The appeals are predicated upon the claim of erroneous and prejudicial instructions given by the court in other parts of the charge and at the close of the main charge. As already observed, plaintiffs’ evidence tended to show that the old tank was replaced when repairs were made, while the defendant’s evidence tended to show that an entirely new tank was installed. In referring to this issue in the main charge the learned trial justice stated: “ Now the plaintiff claims that it was the same box that had fallen down after this complaint, before the child was struck, or became detached in some way — not detached — but loosened. That is what the plaintiff claims, and also it continued to leak, and the defendant was again given notice. On the other hand, the defendant’s version is that he furnished a new box and the defendant’s testimony is concentrated on that point because, whether we like it or not, liability would not attach to the landlord here if he furnished a new box and made a contract with the plumber to put it up, and the *277plumber did not do it in a workmanlike way. The law could not hold the landlord under such circumstances.” (Italics ours.)

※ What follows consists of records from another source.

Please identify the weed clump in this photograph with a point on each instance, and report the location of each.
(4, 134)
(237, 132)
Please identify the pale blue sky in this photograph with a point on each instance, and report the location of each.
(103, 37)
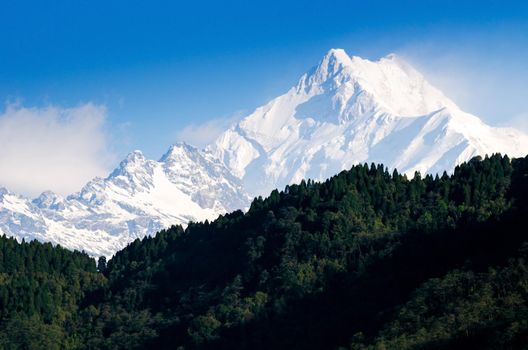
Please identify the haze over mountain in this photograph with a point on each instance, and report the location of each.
(344, 111)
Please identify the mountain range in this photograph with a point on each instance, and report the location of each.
(344, 111)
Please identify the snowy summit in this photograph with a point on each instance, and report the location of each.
(344, 111)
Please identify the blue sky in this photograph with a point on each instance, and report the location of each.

Plaintiffs’ counsel excepted to that portion of the mam charge wherein the court stated that if the jury find that the plumber was negligent the landlord is not liable,” and asked a further charge in connection therewith. In reply the court stated: That was merely by way of illustration, and I charge the jury what is the fundamental question in this case and repeat it now, that if the plaintiff satisfied the jury that if the water box which fell, hitting the child, was the same one which had fallen down before, and the defendant had received notice again after it was replaced the first time, then they may find for the child. The other is a matter of illustration based upon the defendant’s version of what happened, that is, as to the plumber’s negligence in installing a new water box.” (Italics ours.)

To this plaintiffs’ counsel duly excepted and requested the court to charge the jury that “ where the landlord undertook to let that work out to a contractor to make repairs, and by so doing delegated that work to the plumber, that he does not thereby relieve himself of his liability as the primary person who owes the duty.” This request was refused and exception duly taken.

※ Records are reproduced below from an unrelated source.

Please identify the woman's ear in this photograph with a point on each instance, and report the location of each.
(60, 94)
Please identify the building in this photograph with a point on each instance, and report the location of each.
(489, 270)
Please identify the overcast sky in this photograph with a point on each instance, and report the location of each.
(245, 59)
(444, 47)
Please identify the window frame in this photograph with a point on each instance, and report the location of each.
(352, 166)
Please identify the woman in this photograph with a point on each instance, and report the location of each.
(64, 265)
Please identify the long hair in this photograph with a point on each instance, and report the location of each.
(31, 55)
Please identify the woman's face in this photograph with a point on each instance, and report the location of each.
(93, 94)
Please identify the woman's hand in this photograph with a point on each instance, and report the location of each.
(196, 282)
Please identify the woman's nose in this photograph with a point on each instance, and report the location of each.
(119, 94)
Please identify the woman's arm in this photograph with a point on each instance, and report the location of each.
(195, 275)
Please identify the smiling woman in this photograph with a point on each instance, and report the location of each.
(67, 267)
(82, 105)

This view of the law as finally charged was apparently predicated upon the theory that plaintiffs were bound by their theory of the case; and inasmuch as they claimed the old tank was again used on the occasion that repairs were made, that no liability would attach to the defendant if the jury were satisfied he replaced the old tank with a new one.

Our conclusion is that this was an erroneous view of the law applicable. The installation of another tank, whether new or old, in place of the one removed, was not the full measure of defendant’s duty. He was still obligated to exercise reasonable care to inspect the Work done and to again repair, if given notice of subsequent defects. Here he had actual notice some three weeks prior to the accident that the defects originally complained of still persisted. His duty in the premises was not affected merely by reason of the fact that he had used a new flush tank.

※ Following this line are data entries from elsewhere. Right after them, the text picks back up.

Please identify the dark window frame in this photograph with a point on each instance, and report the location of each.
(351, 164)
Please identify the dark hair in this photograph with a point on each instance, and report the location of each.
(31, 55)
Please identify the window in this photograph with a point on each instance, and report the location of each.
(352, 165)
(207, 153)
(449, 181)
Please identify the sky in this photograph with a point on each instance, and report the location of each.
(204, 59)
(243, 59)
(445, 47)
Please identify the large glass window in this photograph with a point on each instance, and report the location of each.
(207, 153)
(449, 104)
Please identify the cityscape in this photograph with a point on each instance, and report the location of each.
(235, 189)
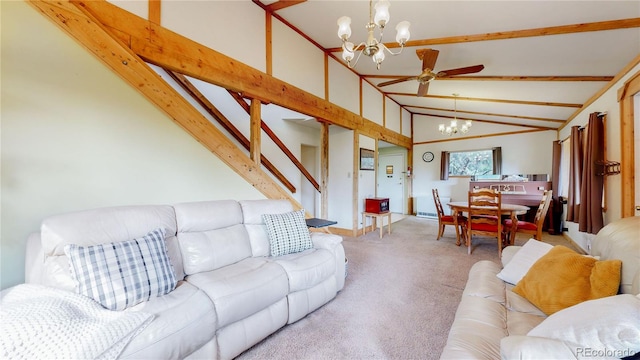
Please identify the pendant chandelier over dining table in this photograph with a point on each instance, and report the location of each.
(372, 47)
(453, 125)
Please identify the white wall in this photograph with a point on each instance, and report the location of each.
(344, 87)
(608, 103)
(340, 185)
(366, 178)
(75, 136)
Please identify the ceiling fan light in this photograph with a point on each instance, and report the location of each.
(347, 51)
(382, 13)
(403, 33)
(344, 28)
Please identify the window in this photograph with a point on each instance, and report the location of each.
(477, 163)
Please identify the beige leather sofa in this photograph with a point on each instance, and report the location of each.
(230, 295)
(493, 322)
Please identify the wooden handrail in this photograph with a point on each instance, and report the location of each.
(277, 141)
(226, 124)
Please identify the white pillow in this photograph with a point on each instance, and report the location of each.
(605, 327)
(522, 261)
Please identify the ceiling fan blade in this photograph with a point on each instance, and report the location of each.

Under that portion of the main charge first above quoted, the jury were instructed that upon the plaintiffs’ evidence, if believed, they might find a verdict against the defendant. No exception having been taken thereto, such became the law of the case.

Under that portion of the charge excepted to by plaintiffs’ counsel and under the request made by him and refused, the jury might well have found that the conditions which first led to the repairs of the tank, continued after repairs were made and were *278the cause of the tank’s fall, and yet have found against the plaintiffs on the theory that the defendant would not be liable simply because he used a new instead of an old tank.

It follows that the judgment should be reversed and a new trial granted, with costs to the appellants to abide the event.

Finch, P. J., Merrell, Sherman and Townley, JJ., concur.

'Judgment reversed and a new trial ordered, with costs to the appellants to abide the event.